El secretario principal del Departamento de Estado de Asuntos Exteriores de Kenia, Korir Sing’oei, expresaba en un artículo para la versión digital de New African Magazine que Africa Forward se ha celebrado «en un momento crucial para la gobernanza global, pero también en un momento en que la posición de África en el sistema internacional se está fortaleciendo. Los cambios económicos, las tendencias demográficas y las presiones climáticas están acercando al continente al centro de los debates sobre políticas globales». Para Sing’oei, el papel de África en los asuntos globales cada vez es más reconocido, aunque el progreso es lento. «Lo que está cambiando es el creciente reconocimiento de que el sistema no ha sido justo con África y que el continente merece algo mejor», sentenció.

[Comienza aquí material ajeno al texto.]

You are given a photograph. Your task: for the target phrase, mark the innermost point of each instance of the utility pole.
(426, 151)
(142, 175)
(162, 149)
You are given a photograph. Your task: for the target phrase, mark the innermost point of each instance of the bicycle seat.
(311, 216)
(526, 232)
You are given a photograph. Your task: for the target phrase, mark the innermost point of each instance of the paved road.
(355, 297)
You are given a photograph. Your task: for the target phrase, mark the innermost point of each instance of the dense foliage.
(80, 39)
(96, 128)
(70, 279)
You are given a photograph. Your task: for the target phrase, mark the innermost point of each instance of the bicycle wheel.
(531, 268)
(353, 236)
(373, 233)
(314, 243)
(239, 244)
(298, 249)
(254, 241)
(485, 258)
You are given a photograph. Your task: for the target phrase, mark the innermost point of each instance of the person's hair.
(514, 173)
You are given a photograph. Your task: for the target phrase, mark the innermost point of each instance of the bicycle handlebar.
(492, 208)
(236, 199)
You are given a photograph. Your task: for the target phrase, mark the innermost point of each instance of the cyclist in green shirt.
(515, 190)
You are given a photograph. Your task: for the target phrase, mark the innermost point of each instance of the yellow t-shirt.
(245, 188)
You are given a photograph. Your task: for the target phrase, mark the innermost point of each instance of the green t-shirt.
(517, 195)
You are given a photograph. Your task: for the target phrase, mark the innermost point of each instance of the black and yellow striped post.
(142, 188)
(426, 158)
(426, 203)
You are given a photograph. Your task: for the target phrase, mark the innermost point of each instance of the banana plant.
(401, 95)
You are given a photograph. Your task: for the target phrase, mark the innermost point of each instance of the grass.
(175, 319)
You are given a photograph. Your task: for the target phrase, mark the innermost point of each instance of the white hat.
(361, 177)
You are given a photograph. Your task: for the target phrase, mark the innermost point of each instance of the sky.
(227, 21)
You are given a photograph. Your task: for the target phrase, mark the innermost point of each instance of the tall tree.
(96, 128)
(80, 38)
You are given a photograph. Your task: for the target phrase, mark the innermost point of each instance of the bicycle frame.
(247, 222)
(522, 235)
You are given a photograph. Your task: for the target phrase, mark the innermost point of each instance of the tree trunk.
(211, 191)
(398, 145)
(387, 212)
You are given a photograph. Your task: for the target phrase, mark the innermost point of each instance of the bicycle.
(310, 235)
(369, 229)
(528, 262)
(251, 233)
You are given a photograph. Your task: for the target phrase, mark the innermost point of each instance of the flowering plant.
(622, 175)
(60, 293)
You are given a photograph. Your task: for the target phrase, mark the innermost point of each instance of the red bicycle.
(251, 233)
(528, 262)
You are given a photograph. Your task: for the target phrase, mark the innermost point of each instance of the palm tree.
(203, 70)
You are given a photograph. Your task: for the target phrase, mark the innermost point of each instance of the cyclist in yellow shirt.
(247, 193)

Uno de los propósitos de Africa Forward era servir de plataforma para unificar las demandas continentales con vistas a la próxima reunión del G7, que se celebrará en Évian (Francia), entre el 15 y el 17 de junio. Las demandas africanas, recogidas en la Declaración de Nairobi, podrían ser presentadas por Ruto, que ha sido invitado por París a la reunión. El mandatario destacó que «África no busca privilegios, sino justicia; no buscamos exclusión, sino inclusión. No buscamos confrontación, sino colaboración basada en el respeto mutuo, la responsabilidad compartida y el progreso compartido».
Un día antes de la cumbre, Kenia y Francia firmaron en la State House de Nairobi 11 acuerdos bilaterales diseñados para transformar sectores estratégicos: la modernización del ferrocarril de cercanías de Nairobi, el desarrollo de infraestructuras portuarias de última generación, la producción de combustible de aviación sostenible, la transferencia de tecnología y experiencia francesa para el desarrollo de energía nuclear en el país africano y otras medidas para reforzar las energías renovables, la modernización de los servicios meteorológicos, colaboración en ciberseguridad e inteligencia artificial, y la cooperación en comercio agrícola y en la gestión de recursos marítimos, entre otros. Ruto destacó que estos pactos van más allá de la retórica de los grandes discursos y se basan en la implementación de proyectos con resultados medibles por la ciudadanía, un espíritu –el de llevar a cabo acciones concretas– que se mantuvo a lo largo de toda la cumbre.